In reality, since the beginning of October, 2014, we have been conducting a multi-institutional single-arm prospective study, which Japanese Ministery of Health, Labor, and Welfare has recently approved for Advanced Medical Technology (“senshiniryo”) (Figure 1). This study was designed to determine the impact of the use of the robot, for minimally invasive radical gastrectomy to treat resectable gastric cancer, on short-term outcomes, mainly focusing on postoperative complications, as well as long-term outcomes and cost. The specific hypothesis of the present study was that the use of the robot in patients with cStage I or II diseases reduces the morbidity (CD ≥ III) of 6.4% in conventional laparoscopic gastrectomy down to 3.2%. All the patients will be registered in 2 years and followed up for 3 years, thus the expected study period should be 5 years in total.
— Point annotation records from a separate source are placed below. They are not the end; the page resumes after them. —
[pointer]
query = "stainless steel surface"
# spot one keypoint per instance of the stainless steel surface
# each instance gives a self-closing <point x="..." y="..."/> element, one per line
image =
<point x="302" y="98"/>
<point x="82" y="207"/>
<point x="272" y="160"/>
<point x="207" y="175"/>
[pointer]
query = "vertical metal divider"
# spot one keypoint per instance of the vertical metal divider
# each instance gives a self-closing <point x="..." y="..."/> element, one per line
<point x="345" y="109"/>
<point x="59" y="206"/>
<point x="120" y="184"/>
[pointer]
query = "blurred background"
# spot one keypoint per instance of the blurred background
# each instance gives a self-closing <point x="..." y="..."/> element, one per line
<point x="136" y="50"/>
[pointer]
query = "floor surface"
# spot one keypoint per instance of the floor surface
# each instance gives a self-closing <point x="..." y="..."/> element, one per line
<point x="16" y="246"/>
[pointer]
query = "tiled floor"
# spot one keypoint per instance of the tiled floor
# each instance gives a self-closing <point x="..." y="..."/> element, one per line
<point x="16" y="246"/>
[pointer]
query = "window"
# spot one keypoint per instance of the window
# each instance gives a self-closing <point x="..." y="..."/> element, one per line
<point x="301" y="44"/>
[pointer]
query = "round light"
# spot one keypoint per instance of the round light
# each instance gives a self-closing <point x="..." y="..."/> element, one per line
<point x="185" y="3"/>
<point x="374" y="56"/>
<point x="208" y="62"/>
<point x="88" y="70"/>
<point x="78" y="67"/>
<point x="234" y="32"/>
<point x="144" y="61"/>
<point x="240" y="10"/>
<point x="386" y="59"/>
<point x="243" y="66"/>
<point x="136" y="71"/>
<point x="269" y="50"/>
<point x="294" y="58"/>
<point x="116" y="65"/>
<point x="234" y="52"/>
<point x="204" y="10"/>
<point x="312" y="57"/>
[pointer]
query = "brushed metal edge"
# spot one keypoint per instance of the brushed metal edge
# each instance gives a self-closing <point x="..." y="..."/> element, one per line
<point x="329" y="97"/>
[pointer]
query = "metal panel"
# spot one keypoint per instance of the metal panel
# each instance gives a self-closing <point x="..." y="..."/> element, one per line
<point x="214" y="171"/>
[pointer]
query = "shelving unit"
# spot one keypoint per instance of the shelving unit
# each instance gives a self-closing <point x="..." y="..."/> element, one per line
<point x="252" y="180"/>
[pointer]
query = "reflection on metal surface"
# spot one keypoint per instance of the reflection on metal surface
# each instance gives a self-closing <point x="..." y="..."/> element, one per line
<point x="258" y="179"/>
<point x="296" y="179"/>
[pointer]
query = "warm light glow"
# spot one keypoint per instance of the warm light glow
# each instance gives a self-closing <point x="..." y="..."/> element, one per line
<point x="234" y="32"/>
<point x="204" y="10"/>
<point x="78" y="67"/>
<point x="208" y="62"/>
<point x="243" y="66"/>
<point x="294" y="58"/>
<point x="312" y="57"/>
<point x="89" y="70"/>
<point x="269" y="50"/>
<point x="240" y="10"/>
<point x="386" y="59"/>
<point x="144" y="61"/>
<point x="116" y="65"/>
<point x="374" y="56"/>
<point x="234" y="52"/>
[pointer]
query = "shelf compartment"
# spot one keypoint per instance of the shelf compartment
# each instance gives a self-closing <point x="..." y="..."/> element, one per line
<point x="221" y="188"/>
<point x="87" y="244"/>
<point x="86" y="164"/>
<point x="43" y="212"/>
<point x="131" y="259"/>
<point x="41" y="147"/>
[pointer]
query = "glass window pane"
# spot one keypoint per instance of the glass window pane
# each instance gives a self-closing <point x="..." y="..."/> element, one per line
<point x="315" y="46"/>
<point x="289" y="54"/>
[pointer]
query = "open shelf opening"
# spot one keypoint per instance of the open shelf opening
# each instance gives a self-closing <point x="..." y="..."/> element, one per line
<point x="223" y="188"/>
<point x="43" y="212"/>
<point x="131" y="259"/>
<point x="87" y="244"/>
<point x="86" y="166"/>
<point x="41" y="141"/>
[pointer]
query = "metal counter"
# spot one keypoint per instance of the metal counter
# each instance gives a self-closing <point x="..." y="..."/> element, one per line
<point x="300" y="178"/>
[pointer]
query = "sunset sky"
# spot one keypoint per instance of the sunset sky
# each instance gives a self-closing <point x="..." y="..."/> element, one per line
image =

Interim analyses will be done once the initial 220 cases are registered.
Are there any solutions for longer operative time and higher cost in robotic gastrectomy? To shorten the operative time, not only reduction in time for docking, undocking, and exchanging forceps but also prevention of conflict of the robotic arms and forceps are supposed to be essential (17). Use of da Vinci Xi Surgical System may be of some help in this regard. To reduce the cost, competition between rival robots such as Telelap Alf-X (39) as well as efforts of the Intuitive Surgical Inc. to lower the price are desirable.
Conclusions
The use of the robot is assumed to provide a technically superior operative environment for minimally invasive surgery (21). The greatest advantage of the robotic procedure may be the potential that the use of the robot helps lots of surgeons perform technically demanding operations more easily in a less invasive manner (17). As long as POPF has still been an important issue on radical gastrectomy for gastric cancer, further investigation would be warranted to clarify the association between the use of the robot and reduction in POPF.
Acknowledgements
The authors thank Dr. Seiichiro Kanaya for his wonderful contribution to establishing our original method of robotic gastrectomy.
Footnote
Conflicts of Interest: K. Suda and I. Uyama are funded by Intuitive Surgical, Inc. in relation to the aforementioned “senshiniryo” study. M. Nakauchi, K. Inaba and Y. Ishida have no commercial association with or financial involvement that might pose a conflict of interest in connection with the submitted article.